Oleh: Amriadi
(Ketua Umum IRF)
Pendidikan Indonesia tergolong rendah
dan juga mematikan. Problematikan pendidikan di Indonesia mulai saat ini sangat
hancur dengan arus penyerangan perusakkan aqidah maupun moral bangsa serta
penyesatan akan sejarah di Indonesia. Maka dari itu Indonesia membutuhkan para
Da’I atau tenaga pengajar yang memang konsisten akan pentingnya mencerdaskan
ummat dan bangsa dari pembodohan. Laju perusakkan aqidah Islam dan moral bangsa
sangat jelas kelihatannya dari berbagai fenomena-fenomena yang terjadi didalam
masyarakat.
Perusakan terkadang di design dengan
sangat sempurna sehingga banyak realita yang tidak kita ketahui dan sulit untuk
di cerna oleh akal dan penglihatan kita. Bangaimana akal bisa menerima tempat
pendidikan Agama yang menciptakan kader ummat yang menjadi penghalang
perusakkan aqidah, tapi justru tempat itu adalah tempat perusakkan aqidah
ummat. Walaupun hal ini hanya sedikit tapi yang sedikit ini bagaikan tinta yang
jatuh ke air bening. Cara
memahami Islam di pesantren-pesantren dan masyarakat umum dipotong di tengah
jalan, agar tidak sampai pada merujuk kepada Al-Qur’an dan As-Sunnah. Caranya,
agar cukup dilihat para tokoh agama melakukan atau tidak. Ketika mereka
melakukan, berarti itulah agama.
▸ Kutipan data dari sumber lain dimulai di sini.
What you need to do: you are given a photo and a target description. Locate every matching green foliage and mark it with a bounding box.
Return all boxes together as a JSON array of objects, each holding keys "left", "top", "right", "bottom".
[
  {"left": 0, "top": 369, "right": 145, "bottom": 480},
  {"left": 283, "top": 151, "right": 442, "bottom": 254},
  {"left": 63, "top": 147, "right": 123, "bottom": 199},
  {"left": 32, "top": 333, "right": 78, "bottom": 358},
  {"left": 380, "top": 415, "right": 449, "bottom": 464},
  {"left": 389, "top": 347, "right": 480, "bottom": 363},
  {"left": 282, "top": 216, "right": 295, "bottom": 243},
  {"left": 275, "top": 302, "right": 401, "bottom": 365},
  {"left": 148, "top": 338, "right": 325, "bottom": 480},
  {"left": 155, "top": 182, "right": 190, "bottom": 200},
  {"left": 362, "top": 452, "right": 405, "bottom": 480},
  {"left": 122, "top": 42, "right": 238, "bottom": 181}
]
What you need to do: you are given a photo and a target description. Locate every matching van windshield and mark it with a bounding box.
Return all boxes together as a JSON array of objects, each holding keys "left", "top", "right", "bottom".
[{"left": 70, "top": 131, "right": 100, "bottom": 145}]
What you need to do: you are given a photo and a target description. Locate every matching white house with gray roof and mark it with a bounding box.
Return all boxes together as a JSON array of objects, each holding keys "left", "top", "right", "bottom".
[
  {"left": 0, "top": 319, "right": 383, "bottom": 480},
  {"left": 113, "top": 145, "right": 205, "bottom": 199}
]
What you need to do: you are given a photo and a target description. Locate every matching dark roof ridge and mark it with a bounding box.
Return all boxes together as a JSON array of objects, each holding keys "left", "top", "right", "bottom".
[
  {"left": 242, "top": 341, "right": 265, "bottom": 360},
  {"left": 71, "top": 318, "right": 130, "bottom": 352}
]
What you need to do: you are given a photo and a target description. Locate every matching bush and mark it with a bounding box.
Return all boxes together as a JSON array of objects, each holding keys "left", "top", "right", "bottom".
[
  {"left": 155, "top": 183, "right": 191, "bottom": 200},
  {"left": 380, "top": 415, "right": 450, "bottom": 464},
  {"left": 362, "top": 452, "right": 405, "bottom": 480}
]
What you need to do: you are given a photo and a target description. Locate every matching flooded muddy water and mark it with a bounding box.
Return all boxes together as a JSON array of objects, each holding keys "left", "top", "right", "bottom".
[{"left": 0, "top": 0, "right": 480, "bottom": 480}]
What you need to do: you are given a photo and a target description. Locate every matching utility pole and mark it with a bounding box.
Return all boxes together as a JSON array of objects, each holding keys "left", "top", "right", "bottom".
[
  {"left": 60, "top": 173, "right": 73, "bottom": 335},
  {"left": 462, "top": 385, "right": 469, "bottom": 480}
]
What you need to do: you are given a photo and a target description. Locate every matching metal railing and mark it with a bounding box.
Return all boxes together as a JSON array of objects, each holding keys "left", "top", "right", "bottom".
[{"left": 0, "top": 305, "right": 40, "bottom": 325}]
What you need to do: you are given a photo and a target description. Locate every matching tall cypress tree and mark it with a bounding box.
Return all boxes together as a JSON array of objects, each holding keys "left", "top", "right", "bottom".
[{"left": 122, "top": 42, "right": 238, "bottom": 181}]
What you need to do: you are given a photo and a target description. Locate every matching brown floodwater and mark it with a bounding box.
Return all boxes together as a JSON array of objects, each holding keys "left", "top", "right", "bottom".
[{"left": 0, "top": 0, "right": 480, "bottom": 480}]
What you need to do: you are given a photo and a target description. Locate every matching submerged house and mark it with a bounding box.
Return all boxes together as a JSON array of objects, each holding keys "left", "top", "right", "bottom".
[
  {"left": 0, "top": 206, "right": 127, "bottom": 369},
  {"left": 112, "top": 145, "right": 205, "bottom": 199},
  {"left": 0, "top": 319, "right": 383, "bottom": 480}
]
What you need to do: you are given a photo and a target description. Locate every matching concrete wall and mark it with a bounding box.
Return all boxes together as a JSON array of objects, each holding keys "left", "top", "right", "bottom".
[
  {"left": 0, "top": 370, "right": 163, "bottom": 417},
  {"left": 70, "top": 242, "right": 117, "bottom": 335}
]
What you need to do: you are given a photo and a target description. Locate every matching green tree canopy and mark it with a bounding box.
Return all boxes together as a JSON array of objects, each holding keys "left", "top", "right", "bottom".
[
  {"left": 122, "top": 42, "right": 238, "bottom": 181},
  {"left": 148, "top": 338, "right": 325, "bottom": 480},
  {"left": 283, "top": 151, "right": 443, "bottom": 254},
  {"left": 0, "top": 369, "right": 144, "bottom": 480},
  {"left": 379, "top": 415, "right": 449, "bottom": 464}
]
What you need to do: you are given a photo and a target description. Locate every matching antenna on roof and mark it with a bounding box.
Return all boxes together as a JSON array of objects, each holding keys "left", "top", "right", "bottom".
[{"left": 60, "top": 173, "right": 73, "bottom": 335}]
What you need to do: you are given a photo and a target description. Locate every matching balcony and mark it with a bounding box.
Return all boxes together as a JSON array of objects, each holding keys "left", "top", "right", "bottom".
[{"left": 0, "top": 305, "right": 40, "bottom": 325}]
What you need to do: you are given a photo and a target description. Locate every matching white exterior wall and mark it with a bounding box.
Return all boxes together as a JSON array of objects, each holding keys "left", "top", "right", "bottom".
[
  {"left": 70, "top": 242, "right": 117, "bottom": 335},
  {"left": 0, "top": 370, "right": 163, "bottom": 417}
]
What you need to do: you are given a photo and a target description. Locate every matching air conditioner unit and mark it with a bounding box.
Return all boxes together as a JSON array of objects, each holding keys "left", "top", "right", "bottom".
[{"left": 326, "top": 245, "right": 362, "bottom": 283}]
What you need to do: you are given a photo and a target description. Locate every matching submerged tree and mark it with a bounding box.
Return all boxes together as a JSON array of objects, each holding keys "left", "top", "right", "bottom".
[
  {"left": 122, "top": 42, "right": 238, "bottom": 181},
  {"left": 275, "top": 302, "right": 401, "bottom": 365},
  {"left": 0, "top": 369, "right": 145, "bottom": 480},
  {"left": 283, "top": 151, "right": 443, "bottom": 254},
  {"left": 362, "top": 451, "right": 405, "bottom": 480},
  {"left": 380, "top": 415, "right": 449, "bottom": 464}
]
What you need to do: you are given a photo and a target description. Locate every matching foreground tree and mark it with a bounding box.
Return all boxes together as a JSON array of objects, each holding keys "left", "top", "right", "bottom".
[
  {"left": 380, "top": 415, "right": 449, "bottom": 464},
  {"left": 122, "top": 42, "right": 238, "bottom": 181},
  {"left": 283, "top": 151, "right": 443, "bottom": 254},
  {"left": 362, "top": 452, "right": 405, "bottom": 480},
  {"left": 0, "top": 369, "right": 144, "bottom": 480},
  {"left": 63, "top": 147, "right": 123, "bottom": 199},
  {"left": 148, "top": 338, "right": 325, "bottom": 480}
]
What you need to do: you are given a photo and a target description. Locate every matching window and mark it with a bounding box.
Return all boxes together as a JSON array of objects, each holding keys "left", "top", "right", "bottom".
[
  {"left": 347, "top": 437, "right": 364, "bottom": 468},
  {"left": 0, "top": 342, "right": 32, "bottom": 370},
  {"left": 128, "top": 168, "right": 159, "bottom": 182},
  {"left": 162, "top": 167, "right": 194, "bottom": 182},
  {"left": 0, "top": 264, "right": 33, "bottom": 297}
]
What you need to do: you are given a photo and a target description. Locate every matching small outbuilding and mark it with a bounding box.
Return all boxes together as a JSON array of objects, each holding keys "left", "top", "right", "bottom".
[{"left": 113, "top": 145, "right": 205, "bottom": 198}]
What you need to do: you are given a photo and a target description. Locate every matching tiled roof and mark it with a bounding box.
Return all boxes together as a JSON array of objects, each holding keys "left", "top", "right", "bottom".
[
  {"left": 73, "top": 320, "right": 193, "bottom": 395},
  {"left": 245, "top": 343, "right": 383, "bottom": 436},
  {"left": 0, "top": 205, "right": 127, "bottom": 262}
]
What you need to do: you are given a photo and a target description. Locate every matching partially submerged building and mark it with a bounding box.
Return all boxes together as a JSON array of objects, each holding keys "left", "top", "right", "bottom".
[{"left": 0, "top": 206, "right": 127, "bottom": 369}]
Padahal, aneka bid’ah, bahkan kesesatan, yang
kemungkinan sampai tingkat syirik akbar dilakukan oleh para tokoh agama.
Akibatnya, laju kesesatan lebih cepat dan berkembang dibanding da’wah shahihah,
apalagi da’wah yang membendung kesesatan.
Cara
ini paling ampuh digunakan dalam mengahancurkan Islam. Sadar atau tidak, telah
terjadi perusakan aqidah lewat pondok pesantren. Apa buktinya, tentu kalau
tidak ada bukti kita tidak akan membicarakannya. Masih ingatkah kita akan
peringatan haul gusdur di Klenteng Gudo di Jombang, Jawa Timur, Sabtu 7
Desember 203 yang lalu. Apa yang terjadi di Klenteng, doa bersama dengan agama
Konghucu yang diikuti oleh para kiyai dan para santri. Sebelum melakukan doa
bersama dengan orang-orang kafir, Salahuddin Wahid ketika jadi pembicara di
klenteng ini dia membanggakan hal-hal yang dapat dinilai kebablasan
menyangkut tidak dijaganya akidah Islam dan kaitannya dengan wala’ (kecintaan
kepada Islam dan Muslimin) dan bara’ (lepas diri) dari kekafiran dan orang
kafir. Batas-batas wala’ dan bara’ tampak diterjangnya. Hingga bukan hanya
“membawa” para santri ke klenteng dalam acara ini, namun bicara yang melewati
batas-batas wala’ dan bara’ pula, dengan seolah nada bangga.
Menurut
seorang penulis di kompasiana, dalam acara di klenteng itu Gus Solah bercerita
bahwa di Pondok Pesantren Tebuireng Jombang kerap kali dijadikan tempat para
pendeta atau calon pastur untuk menginap dan belajar, khususnya di bulan puasa.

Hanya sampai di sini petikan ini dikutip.